Politicization, however, threatens the DSA’s careful approach, a concern that emerged soon after Hamas’s October 7 terrorist attacks on Israel. Posts glorifying Hamas or, conversely, promising a brutal Israeli vengeance immediately began circulating online. Thierry Breton, the European commissioner responsible for implementing the DSA, saw an opportunity and, three days after the attacks, sent a letter to X CEO Elon Musk and then to Meta, TikTok, and YouTube. “Following the terrorist attacks carried out by Hamas against Israel,” Breton wrote to Musk, “we have indications that your platform is being used to disseminate illegal content and disinformation in the EU.” He urged the platforms to ensure that they had in place mechanisms to address “manifestly false or misleading information” and requested a “prompt, accurate and complete response” to the letters within 24 hours. Breton gave the impression that he was acting in accordance with the DSA, but he went much further, taking on a bullying approach that seemed to presuppose that the platforms were enabling illegal speech. In fact, the DSA authorizes Commission action only after careful, technical review.

[….]

Breton showed that the DSA’s careful bureaucratic design can be abused for political purposes. This is not an idle concern. Last July, during riots in France following the police shooting of a youth, Breton also threatened to use the DSA against social media platforms if they continued to post “hateful content.” He said that the European Commission could impose a fine and even “ban the operation [of the platforms] on our territory,” which are steps beyond his authority and outside the scope of the DSA.

European legal norms and judicial authorities, and the commission rank-and-file’s commitment to a successful DSA, may check the potential for political abuse. But this status quo may not last. It is possible that June’s European Parliament elections will tilt leadership in directions hostile to freedom of expression online. New commissioners could take lessons from Breton’s political approach to DSA enforcement and issue new threats to the social media companies.

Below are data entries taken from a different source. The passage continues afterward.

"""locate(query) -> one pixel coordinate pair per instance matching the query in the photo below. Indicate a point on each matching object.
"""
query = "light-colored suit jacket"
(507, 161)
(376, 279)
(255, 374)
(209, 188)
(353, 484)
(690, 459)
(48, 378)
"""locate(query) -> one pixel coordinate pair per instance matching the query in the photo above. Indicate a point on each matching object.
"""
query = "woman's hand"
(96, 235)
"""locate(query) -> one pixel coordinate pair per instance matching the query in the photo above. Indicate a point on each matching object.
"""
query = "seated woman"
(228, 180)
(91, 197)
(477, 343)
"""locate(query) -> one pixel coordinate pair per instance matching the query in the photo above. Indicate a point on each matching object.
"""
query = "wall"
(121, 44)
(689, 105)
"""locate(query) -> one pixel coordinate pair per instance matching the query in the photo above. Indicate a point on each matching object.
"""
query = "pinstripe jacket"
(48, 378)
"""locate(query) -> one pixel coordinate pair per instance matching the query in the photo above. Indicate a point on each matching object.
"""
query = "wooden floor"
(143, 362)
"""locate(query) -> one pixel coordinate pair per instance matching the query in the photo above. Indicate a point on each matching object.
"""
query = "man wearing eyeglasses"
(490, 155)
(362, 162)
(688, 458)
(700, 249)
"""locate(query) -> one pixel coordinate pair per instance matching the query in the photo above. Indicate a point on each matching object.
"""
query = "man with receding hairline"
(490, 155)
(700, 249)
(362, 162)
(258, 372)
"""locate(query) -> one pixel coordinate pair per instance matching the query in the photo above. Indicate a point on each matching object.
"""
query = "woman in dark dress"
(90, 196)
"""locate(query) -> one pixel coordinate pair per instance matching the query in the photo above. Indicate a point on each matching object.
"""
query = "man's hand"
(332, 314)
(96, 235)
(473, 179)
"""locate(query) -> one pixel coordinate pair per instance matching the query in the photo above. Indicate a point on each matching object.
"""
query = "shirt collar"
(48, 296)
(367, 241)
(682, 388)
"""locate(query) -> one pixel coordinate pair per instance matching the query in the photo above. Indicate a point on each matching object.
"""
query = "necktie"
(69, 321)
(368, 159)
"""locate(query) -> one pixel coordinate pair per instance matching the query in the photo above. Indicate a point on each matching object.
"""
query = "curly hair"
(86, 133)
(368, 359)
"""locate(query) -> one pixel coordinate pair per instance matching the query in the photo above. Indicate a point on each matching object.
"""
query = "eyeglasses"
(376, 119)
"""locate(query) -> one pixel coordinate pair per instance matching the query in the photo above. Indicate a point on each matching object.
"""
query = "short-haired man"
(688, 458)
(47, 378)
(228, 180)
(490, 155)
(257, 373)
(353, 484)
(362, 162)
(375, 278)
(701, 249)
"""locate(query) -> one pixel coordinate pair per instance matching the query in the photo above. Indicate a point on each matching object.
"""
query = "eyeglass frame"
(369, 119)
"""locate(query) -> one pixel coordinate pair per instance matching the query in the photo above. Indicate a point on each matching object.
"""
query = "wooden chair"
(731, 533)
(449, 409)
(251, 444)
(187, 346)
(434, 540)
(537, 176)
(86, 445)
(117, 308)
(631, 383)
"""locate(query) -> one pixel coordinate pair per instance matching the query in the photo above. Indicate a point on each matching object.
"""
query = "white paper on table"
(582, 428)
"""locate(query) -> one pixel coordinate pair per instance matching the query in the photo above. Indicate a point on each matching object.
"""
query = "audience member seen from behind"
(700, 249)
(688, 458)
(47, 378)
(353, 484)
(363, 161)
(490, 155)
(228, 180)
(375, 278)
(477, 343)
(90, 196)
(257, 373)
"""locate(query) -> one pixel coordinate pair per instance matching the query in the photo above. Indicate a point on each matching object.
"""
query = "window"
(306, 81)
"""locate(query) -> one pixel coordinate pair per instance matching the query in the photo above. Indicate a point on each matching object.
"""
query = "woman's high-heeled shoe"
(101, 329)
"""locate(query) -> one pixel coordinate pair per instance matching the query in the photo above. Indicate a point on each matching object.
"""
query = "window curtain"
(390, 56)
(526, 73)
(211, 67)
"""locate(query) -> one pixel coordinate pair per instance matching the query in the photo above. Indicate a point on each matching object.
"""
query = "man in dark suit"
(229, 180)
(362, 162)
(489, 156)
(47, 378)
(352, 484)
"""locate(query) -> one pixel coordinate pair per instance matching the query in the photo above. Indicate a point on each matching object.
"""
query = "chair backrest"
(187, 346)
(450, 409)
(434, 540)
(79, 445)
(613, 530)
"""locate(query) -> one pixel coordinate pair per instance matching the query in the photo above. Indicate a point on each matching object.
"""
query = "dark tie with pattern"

Indeed, Breton’s actions may have legitimized politicization in ways that could be used to limit public debate, rather than going through the careful, if technical, approaches of DSA risk assessment, researcher access, and transparency.

And, indeed, the same day that Kaye’s piece came out, a piece in the Financial Times also came out, talking about how the EU is pushing out a series of hastily crafted “guidelines” for how social media must handle “election disinformation,” in the run-up to June’s EU elections, which will be enforced under the DSA.

While the guidelines are broadly drafted, the code is legally enforceable as part of the Digital Services Act, a core piece of legislation aimed at setting the rules on how Big Tech should police the internet.

“Social media platforms need to show that they are complying or explain what else they are doing to mitigate risks,” said one EU official. “If they don’t explain, we issue a fine.”

Once again, this is proving how the DSA is very much structured to be a tool that can be used to suppress speech. I keep pointing this out, and EU officials keep insisting it’s not… even as they promulgate rules that are clearly designed to suppress speech.

Kaye’s piece also talks about the UK’s Online Safety Act, which we’ve also discussed quite a bit.

One concern is that the UK legislation defines content harmful to children so broadly that it could cause companies to block legitimate health information, such as that related to gender identity or reproductive health, that is critical to childhood development and those who study it. Moreover, the act requires companies to conduct age verification, a difficult process that may oblige a user to present some form of official identification or age assurance, perhaps by using biometric measures. This is a complicated area involving a range of approaches that will have to be the focus of Ofcom’s attention since the act does not specify how companies should enforce this. But, as the French data privacy regulator has found, age verification and assurance schemes pose serious privacy concerns for all users, since they typically require personal data and enable tracking of online activity. These schemes also often fail to meet their objectives, instead posing new barriers to access to information for everyone, not just children.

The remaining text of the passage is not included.